Objective: To study the effect of antibiotic prophylaxis and treatment of reactive arthritis (ReA), using an experimental model.
Methods: Yersinia enterocolitica O:8, when injected intravenously into Lewis rats, causes a sterile arthritis closely resembling human ReA in 70% of the animals. Arthritis develops in 1-2 weeks; in some of the animals it remains chronic, and exacerbations occur. This model was applied to study the effect of a 7-day treatment with ciprofloxacin, using 2 different dosages (20 or 100 mg/kg/day) and 4 different schedules for initiation of treatment. The effects were evaluated by determining the daily arthritis score, the number of rats developing arthritis, and fecal excretion of Yersinia. In addition, weight gain was monitored. At autopsy (35 or 60 days after inoculation with bacteria), samples were obtained for determination of Yersinia-specific antibodies in the serum. At the same time, samples were collected from mesenteric lymph nodes, lung, spleen, and liver for bacterial cultures, and from the ankle joints for histologic evaluation. In a separate experiment, ciprofloxacin concentrations in samples from serum and mesenteric lymph nodes were analyzed by high performance liquid chromatography.

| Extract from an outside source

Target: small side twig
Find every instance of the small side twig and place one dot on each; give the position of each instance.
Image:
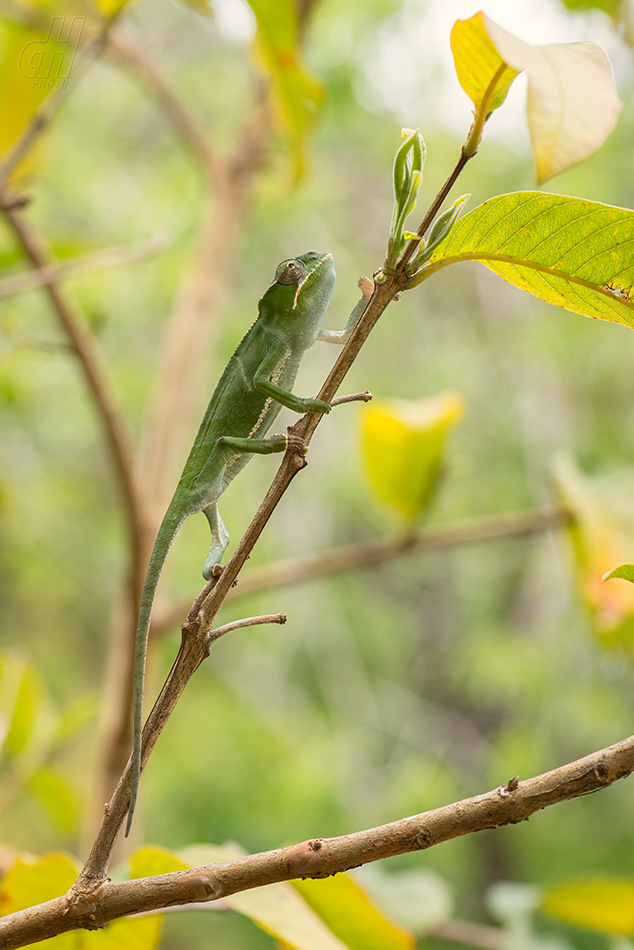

Results: A 7-day course with 100 mg/kg/day of ciprofloxacin, started on day 3 after bacterial inoculation, completely prevented the development of ReA and eliminated Yersinia during the 60-day experiment. If a dosage of 20 mg/kg/day was used, development of acute arthritis was prevented, but some of the animals had positive fecal cultures at the end of experiment. If antibiotic treatment was started on day 5, the preventive effect was still observed, but was less pronounced. If the treatment was started at the peak of the development of arthritis, no effect on arthritis was observed.
Conclusion: These results indicate that if any effect of antibiotic treatment in Yersinia-triggered ReA is to be expected, the treatment must be started early and given in sufficient dosage. However, antibiotic treatment has no effect on fully developed arthritis.